16. Entire Agreement
16.1. This Agreement constitutes the complete and exclusive statement with respect to its subject matter and supersedes all proposals, representations, understandings and prior agreements, whether oral or written, and all other communications between the parties relating thereto.
16.2. You have read and understood this Agreement and agree to be bound by its terms and agree to waive any right to damages or other remedy arising from any representation not contained in this Agreement unless such representation was made fraudulently.

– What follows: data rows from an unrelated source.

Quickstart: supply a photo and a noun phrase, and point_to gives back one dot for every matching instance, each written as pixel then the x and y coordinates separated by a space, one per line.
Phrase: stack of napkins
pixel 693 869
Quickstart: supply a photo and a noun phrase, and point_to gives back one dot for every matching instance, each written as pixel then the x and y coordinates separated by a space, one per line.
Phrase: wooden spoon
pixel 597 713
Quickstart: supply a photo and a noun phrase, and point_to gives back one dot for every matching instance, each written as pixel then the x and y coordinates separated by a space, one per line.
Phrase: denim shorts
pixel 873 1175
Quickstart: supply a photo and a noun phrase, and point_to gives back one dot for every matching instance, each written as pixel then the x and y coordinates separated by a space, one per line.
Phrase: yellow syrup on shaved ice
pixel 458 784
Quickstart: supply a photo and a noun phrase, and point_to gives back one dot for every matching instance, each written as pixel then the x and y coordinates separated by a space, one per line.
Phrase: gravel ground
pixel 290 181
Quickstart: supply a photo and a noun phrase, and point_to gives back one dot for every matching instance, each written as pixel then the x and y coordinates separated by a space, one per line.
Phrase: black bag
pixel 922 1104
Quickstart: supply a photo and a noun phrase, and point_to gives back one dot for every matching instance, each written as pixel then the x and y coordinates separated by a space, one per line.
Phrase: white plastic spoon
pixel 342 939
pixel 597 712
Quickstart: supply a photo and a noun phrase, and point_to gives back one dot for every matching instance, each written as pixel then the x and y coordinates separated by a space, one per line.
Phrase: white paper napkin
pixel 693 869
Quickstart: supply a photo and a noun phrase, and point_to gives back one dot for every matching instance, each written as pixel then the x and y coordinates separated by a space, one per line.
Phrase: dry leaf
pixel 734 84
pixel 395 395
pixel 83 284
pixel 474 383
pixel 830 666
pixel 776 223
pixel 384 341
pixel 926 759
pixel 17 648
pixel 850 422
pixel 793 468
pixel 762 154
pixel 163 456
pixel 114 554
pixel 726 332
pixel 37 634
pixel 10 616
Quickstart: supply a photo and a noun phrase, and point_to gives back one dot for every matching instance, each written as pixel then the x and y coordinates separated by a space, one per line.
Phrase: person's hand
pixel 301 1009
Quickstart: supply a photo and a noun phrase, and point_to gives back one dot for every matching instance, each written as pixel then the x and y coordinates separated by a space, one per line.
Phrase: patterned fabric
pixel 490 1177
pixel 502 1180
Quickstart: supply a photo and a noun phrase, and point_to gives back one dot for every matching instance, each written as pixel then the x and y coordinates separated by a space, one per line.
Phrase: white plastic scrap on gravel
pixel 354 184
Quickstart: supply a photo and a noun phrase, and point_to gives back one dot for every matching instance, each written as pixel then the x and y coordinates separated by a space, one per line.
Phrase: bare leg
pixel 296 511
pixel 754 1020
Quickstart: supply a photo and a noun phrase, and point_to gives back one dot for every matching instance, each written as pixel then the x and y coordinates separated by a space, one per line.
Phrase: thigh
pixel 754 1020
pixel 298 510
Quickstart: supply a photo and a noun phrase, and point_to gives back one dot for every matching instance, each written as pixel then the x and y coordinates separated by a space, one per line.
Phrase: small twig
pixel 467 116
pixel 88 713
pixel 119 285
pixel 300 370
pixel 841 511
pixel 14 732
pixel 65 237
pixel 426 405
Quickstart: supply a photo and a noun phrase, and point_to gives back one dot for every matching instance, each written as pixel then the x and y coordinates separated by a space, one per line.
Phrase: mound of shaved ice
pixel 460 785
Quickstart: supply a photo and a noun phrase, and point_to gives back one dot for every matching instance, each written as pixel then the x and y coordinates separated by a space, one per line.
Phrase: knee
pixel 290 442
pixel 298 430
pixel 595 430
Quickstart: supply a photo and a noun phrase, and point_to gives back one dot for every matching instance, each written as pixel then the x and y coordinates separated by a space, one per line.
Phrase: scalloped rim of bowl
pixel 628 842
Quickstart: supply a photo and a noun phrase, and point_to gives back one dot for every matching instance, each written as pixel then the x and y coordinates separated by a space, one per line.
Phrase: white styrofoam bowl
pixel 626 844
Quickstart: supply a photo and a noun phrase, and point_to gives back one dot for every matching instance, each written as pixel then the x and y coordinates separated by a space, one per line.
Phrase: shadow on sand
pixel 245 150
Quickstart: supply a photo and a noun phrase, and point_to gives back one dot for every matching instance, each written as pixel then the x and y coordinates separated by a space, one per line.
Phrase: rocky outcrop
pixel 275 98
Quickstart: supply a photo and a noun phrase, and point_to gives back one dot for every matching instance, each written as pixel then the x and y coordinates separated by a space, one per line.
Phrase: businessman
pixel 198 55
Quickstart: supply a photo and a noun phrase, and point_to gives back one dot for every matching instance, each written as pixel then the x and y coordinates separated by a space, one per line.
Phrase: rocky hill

17.1. In the event that any provision of this Agreement is declared by any judicial or other competent authority to be void, voidable, illegal or otherwise unenforceable or indications of the same are received by either of the parties from any relevant competent authority, the parties shall amend that provision in such reasonable manner as achieves the intention of the parties without illegality, or failing this such provision may be severed from this Agreement and the remaining provisions of this Agreement shall remain in full force and effect.
18.1. No delay or failure of either party in enforcing against the other party any right under this Agreement and no partial exercise by either party of any right hereunder shall be deemed to be a waiver of any right of that party under this Agreement.
19.1. No variation or amendment to this Agreement shall be effective unless in writing signed by authorised representatives of the parties.
20.1. The licence granted under this Agreement is personal to You and You shall not assign or part with any interest in it or grant any right under it to any third party. CMI may, on notice to You, assign its rights and obligations under this Agreement to any person.
20.2. This Agreement is binding upon and ensures for the benefit of the parties' permitted assigns and successors in title.
21.1. Any notice to be served on either of the parties by the other shall be sent by pre-paid recorded delivery or registered post or by fax or by electronic mail and shall be deemed to have been received by the addressee within 72 hours of posting or 24 hours if sent by facsimile transmission or by electronic mail to the correct facsimile number (with correct answerback) or correct electronic mail number of the addressee.
22. Law and Disputes
22.1. This Agreement is governed by and is to be interpreted in accordance with English law. You irrevocably submit to the exclusive jurisdiction of the English courts.